PDF tersebut selaras dengan Pemerintah Persatuan Nasional (NUG) yang didirikan oleh legislator yang disingkirkan dalam kudeta dan pihak lain yang menentang kekuasaan militer.

PBB dan kelompok hak asasi menuduh militer melakukan pelanggaran hak asasi manusia dalam upayanya untuk menekan oposisi, dengan mengatakan beberapa insiden dapat dianggap sebagai kejahatan perang dan kejahatan terhadap kemanusiaan.

Di tengah pembantaian, serangan berlanjut ketika dua helikopter serang Mi-35 menembaki para penyintas dan mereka yang berusaha membantu yang terluka.

Setidaknya 160 orang tewas dan sisa-sisa hanya 59 orang yang dapat diidentifikasi, catat laporan itu. "Serangan itu adalah contoh lain dari kemungkinan kejahatan junta Myanmar terhadap kemanusiaan dan kejahatan perang terhadap rakyat Myanmar," katanya.

Menurut laporan tersebut, entitas Rusia adalah sumber $406 juta senjata dan peralatan terkait, entitas China $254 juta dan entitas yang beroperasi di Singapura $254 juta. Persenjataan juga dikirim dari entitas di India ($51 juta) dan Thailand ($28 juta).

Entitas milik negara di Rusia, China, dan India termasuk di antara Andrews yang diidentifikasi sebagai eksportir.

"Lebih dari $947 juta perdagangan terkait senjata yang teridentifikasi langsung ke entitas yang dikendalikan oleh militer Myanmar—misalnya, Direktorat Pengadaan, Direktorat Industri Pertahanan, atau cabang militer tertentu seperti Angkatan Udara Myanmar atau Sekolah Pelatihan Dasar Tatmadaw," kata laporan itu.

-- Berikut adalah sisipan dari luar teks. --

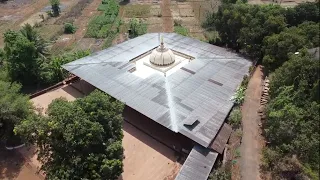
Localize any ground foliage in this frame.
[64,23,77,34]
[86,0,122,38]
[15,90,124,179]
[49,0,60,17]
[203,2,320,179]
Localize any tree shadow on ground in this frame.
[0,144,25,179]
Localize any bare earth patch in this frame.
[240,66,264,180]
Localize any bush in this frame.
[228,106,242,129]
[231,86,246,104]
[240,75,250,88]
[64,23,77,34]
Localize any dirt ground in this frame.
[0,85,182,180]
[122,123,181,180]
[0,146,43,180]
[240,66,264,180]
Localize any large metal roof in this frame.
[175,145,218,180]
[63,33,251,147]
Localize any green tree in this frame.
[4,30,39,84]
[49,0,60,17]
[15,90,124,179]
[0,80,33,139]
[20,23,49,58]
[286,1,320,26]
[263,27,311,71]
[238,5,287,59]
[265,51,320,177]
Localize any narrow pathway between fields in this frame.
[240,66,263,180]
[160,0,173,32]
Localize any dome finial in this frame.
[149,36,175,66]
[160,36,164,50]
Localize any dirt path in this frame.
[240,66,262,180]
[160,0,173,32]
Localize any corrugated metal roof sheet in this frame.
[175,145,218,180]
[63,33,251,147]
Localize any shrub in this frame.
[49,0,60,17]
[64,23,77,34]
[228,106,242,128]
[241,75,252,88]
[231,86,246,104]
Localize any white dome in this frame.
[149,42,175,66]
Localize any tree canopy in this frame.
[265,52,320,177]
[15,90,124,180]
[204,1,320,179]
[204,2,319,71]
[0,80,32,139]
[0,24,90,86]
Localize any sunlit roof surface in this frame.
[63,33,251,147]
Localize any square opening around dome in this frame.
[130,50,194,79]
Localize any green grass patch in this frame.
[103,34,118,48]
[36,24,64,41]
[124,4,151,18]
[86,0,122,38]
[174,25,189,36]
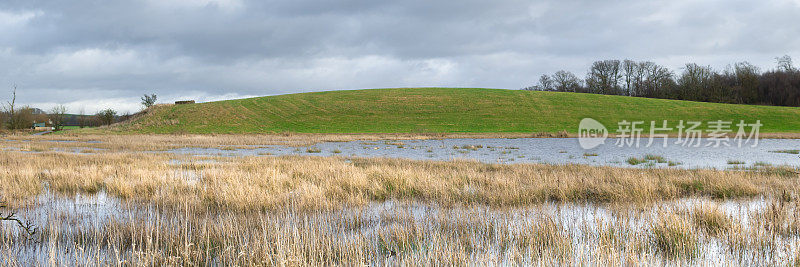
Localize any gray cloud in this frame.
[0,0,800,112]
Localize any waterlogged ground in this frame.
[164,138,800,169]
[0,138,800,266]
[0,192,800,266]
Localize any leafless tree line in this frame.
[0,85,146,131]
[523,56,800,106]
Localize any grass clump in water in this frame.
[650,213,700,259]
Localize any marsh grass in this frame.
[0,139,800,266]
[650,213,700,259]
[0,142,798,210]
[770,149,800,155]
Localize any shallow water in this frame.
[168,138,800,169]
[0,192,800,265]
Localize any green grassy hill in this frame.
[112,88,800,133]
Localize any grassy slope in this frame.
[115,88,800,133]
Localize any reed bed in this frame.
[0,136,800,266]
[0,197,800,266]
[0,151,798,210]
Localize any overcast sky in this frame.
[0,0,800,113]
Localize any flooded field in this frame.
[162,138,800,169]
[0,138,800,266]
[0,193,800,265]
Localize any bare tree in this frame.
[48,105,67,131]
[4,84,17,130]
[552,70,581,92]
[536,74,553,91]
[142,94,158,108]
[775,55,795,72]
[78,107,86,128]
[586,60,622,95]
[95,108,117,125]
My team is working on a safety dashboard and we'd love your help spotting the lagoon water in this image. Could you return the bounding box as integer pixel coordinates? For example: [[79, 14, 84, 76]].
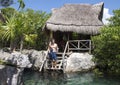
[[23, 71, 120, 85]]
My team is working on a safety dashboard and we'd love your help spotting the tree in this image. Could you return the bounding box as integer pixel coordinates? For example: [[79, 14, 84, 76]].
[[1, 9, 49, 51], [108, 9, 120, 26], [92, 10, 120, 74]]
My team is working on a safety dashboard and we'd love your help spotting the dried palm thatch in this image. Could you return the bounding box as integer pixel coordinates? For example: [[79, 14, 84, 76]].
[[46, 2, 104, 35]]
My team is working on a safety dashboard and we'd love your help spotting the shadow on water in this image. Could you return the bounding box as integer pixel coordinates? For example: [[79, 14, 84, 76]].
[[23, 70, 120, 85]]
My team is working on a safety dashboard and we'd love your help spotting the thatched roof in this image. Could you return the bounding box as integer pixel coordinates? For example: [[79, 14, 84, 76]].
[[46, 2, 104, 34]]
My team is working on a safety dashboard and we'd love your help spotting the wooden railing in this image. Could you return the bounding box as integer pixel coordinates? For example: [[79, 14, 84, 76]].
[[62, 40, 91, 72]]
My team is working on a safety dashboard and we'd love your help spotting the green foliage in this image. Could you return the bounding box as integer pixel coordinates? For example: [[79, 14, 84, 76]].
[[92, 10, 120, 74], [108, 9, 120, 26], [0, 8, 50, 49], [92, 27, 120, 73]]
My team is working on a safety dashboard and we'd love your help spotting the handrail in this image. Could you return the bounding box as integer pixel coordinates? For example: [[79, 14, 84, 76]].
[[62, 40, 91, 73], [39, 50, 49, 72]]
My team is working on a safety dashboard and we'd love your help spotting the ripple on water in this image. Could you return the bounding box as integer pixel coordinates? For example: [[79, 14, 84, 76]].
[[23, 71, 120, 85]]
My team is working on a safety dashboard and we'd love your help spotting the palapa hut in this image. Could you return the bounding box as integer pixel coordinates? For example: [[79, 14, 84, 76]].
[[45, 2, 104, 51]]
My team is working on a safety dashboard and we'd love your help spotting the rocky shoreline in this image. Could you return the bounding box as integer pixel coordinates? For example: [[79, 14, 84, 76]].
[[0, 50, 95, 85]]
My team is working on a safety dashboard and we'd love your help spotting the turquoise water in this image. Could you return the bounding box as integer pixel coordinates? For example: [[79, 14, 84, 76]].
[[23, 71, 120, 85]]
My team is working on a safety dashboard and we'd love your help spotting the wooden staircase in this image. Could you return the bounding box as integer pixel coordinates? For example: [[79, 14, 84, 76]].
[[44, 40, 91, 73]]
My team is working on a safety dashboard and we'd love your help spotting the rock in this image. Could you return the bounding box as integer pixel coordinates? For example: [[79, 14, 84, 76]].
[[0, 65, 23, 85], [0, 52, 32, 68], [29, 50, 46, 69], [65, 53, 95, 72]]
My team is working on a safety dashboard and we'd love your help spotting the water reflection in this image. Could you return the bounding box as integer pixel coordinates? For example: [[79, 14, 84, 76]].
[[24, 71, 120, 85]]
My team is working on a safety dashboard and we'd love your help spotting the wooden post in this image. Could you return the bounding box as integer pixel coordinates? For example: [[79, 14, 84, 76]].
[[89, 40, 91, 54], [50, 31, 53, 39]]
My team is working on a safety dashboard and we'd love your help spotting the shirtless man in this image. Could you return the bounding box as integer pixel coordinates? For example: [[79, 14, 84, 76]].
[[49, 39, 58, 67]]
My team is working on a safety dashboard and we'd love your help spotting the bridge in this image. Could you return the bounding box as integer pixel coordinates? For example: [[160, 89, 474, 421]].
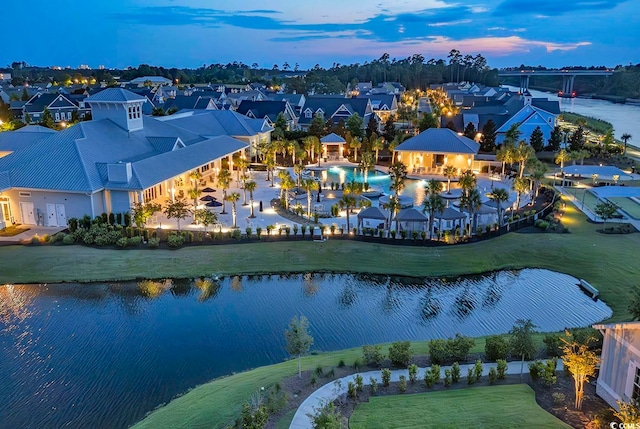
[[498, 69, 613, 97]]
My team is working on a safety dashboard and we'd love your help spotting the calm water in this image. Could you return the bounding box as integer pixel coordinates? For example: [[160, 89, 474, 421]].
[[509, 86, 640, 137], [0, 270, 611, 428]]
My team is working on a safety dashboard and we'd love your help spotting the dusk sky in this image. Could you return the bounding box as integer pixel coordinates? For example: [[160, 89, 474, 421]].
[[0, 0, 640, 68]]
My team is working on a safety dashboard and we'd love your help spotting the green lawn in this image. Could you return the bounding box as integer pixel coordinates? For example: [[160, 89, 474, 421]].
[[349, 384, 570, 429], [0, 196, 640, 321]]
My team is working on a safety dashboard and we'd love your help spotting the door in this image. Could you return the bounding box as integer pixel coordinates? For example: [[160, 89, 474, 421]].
[[56, 204, 67, 226], [20, 203, 36, 225], [47, 204, 58, 226]]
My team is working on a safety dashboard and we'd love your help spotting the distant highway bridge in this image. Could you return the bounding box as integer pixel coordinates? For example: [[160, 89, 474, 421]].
[[498, 69, 613, 97]]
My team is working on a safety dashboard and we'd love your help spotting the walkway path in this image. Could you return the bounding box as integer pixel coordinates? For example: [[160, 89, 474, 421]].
[[289, 361, 563, 429]]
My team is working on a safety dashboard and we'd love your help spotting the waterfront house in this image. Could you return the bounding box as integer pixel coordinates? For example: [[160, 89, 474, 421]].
[[593, 322, 640, 410], [0, 88, 271, 226]]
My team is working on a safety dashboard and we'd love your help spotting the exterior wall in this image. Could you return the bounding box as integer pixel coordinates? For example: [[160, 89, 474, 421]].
[[596, 329, 640, 409], [397, 151, 473, 174], [6, 189, 92, 226], [111, 191, 131, 213]]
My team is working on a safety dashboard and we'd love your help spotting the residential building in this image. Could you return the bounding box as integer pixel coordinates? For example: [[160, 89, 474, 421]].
[[0, 88, 264, 226], [298, 95, 374, 131], [236, 100, 298, 130], [593, 322, 640, 410]]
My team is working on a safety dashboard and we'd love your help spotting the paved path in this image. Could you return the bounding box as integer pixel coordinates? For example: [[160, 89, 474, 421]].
[[289, 360, 563, 429]]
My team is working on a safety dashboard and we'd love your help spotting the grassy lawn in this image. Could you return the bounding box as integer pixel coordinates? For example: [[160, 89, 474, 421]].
[[0, 225, 29, 237], [134, 334, 544, 429], [0, 196, 640, 321], [349, 384, 570, 429]]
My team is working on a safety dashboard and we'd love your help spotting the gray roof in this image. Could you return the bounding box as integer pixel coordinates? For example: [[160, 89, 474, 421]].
[[395, 128, 480, 155], [396, 207, 429, 222], [85, 88, 147, 103], [320, 133, 347, 143], [358, 206, 388, 220]]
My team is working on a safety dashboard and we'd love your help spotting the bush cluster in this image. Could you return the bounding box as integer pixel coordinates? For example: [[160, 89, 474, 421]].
[[429, 334, 476, 365]]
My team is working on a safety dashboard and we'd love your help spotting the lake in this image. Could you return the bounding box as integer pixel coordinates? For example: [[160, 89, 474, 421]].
[[0, 270, 611, 428]]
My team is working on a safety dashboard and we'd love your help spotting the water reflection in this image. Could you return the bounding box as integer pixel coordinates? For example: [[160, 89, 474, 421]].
[[0, 270, 611, 428]]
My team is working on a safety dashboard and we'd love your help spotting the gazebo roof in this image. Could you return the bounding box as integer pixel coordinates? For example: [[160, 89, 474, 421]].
[[395, 128, 480, 155], [433, 207, 467, 220], [396, 208, 429, 222], [320, 133, 347, 144], [358, 206, 387, 220]]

"Ini berarti bahwa militer sendiri terdaftar sebagai penerima dokumen terkait perdagangan, menghilangkan keraguan tentang siapa penerima akhirnya," sambungnya.

Andrews mengatakan dia telah membagikan temuannya dengan pemerintah terkait.

Dalam tanggapan mereka, Rusia dan China menuduh pelapor melampaui mandatnya dan menjelek-jelekkan perdagangan senjata yang sah. Sementara itu, India mengatakan kontrak senjata yang melibatkan perusahaan milik negara telah ditandatangani oleh pemerintah sebelumnya.

Andrews mencatat tidak menemukan informasi yang menunjukkan bahwa entitas yang dimiliki atau dikendalikan oleh pemerintah Singapura atau Thailand, atau pemerintah itu sendiri, telah menyetujui atau mentransfer senjata ke militer Myanmar, dan tampaknya pedagang senjata menggunakan wilayah untuk menjalankan bisnis mereka khususnya sektor perbankan dan perkapalan.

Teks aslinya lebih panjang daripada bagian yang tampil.